It looks as if the Financial Services Authority is going to find that its plan for capping mortgage loans is going to meet with some fierce resistance from mortgage lenders who are already mounting a campaign against its proposals under The Turner Review.

The FSA have said that they will look at capping loan to income values at 3, in other words the maximum you can borrow is 3 times your annual salary. The idea behind this is to stop irresponsible lending which they feel is a major cause of the present recession and the resultant explosion of people experiencing debt problems. Mortgage lenders respond by saying that it was the sub-prime mortgages and falling property prices in the USA that triggered the recession, not mortgage lending in the UK.

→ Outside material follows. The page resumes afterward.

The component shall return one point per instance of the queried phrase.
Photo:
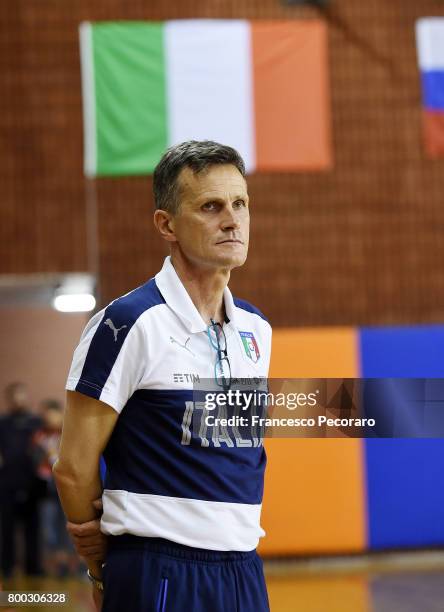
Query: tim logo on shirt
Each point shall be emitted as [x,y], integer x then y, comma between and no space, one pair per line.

Paula John, Editor-in-Chief of ‘Mortgage Solutions’, does come up with quite a logical answer to the proposals when she points out that the average annual salary is under £30,000. What this means is that, under the FSA proposals, we would be looking at an average maximum loan of under £90,000 whereas the average house price is £160,000! It goes without saying that first time buyers would be virtually frozen out of the market. Ms John also points out that when the maximum three times loan to income calculation was the norm, many years ago, interest rates were much higher, peaking at 18%, whereas now the interest rate is around 5% and therefore repayments are more affordable. This is also pertinent as far as capping loan to value percentages is concerned.

I am all for regulation that is in the best interests of the consumer but I sometimes wonder whether we are experiencing regulation for regulation’s sake, a self perpetuating monster that very much runs the risk of losing touch with reality!